Governor Samuel Jones Tilden (Republican, New York) / Senator Galshua Aaron Grow (Republican, Pennsylvania) 38.5% popular votes
Senator Charles Sumner (Liberal, Massachusetts) / Governor Henry Winter Davis (Liberal, Maryland) 24.6% popular votes
Mr. Stephen Arnold Douglas (National People's, Illinois) / C.S.A. Colonel John Hunt Morgan (National People's, Kentucky) 26.9% popular votes

The first election under the newly-minted Sixteenth Amendment was also the first in which a majority of white Southern men could vote since the surrender of the last Confederate forces in 1853. In this evolving political landscape, the Republicans sought to have their cake and eat it too, seeking to become both the party of freedmen and the party of the white working classes. They were only partly successful.
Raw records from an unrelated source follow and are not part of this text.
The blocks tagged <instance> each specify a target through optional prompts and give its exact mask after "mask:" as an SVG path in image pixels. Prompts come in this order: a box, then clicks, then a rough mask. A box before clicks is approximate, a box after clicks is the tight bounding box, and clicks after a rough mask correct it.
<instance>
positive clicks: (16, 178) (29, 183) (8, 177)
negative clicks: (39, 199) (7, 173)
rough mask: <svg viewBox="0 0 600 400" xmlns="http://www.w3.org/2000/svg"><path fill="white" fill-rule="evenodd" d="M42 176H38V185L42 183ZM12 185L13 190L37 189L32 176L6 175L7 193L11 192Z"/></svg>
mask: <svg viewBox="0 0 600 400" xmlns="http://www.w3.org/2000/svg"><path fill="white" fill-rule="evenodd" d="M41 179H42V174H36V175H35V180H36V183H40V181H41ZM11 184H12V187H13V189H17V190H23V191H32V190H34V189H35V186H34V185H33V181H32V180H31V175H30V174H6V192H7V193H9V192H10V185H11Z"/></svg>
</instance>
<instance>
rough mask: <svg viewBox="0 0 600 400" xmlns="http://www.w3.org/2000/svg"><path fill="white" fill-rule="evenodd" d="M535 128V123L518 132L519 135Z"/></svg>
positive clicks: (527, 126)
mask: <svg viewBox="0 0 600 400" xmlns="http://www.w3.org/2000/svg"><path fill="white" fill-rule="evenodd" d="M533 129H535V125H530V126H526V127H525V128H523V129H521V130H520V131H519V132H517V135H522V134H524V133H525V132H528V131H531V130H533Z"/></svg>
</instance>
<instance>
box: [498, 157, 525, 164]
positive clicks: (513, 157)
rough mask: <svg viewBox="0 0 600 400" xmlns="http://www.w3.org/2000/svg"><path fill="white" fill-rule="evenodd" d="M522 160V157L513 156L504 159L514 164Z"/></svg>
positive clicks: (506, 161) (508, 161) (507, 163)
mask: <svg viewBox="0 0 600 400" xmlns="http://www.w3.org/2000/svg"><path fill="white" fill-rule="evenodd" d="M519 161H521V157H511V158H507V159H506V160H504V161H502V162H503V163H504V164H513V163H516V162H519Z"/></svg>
Their nominee, New York Governor Samuel Tilden, won pluralities in the Mississippi Valley and the upper Midwest thanks to the support of immigrants, black tennant farmers, and some poor whites, while the Liberals—led by radical firebrand Charles Sumner—took New England, the old radical strongholds of Michigan and Ohio, and the Appalachian counties in the upper South. The "Redeemer" ticket led by Stephen A. Douglas, however, proved unexpectedly strong in areas where supporters of Reconstruction were divided and newly-enfranchised Confederate veterans could muster a plurality, if not a majority, at the polls. The result was a split election, with Tilden and Sumner advancing to the second round of balloting in December.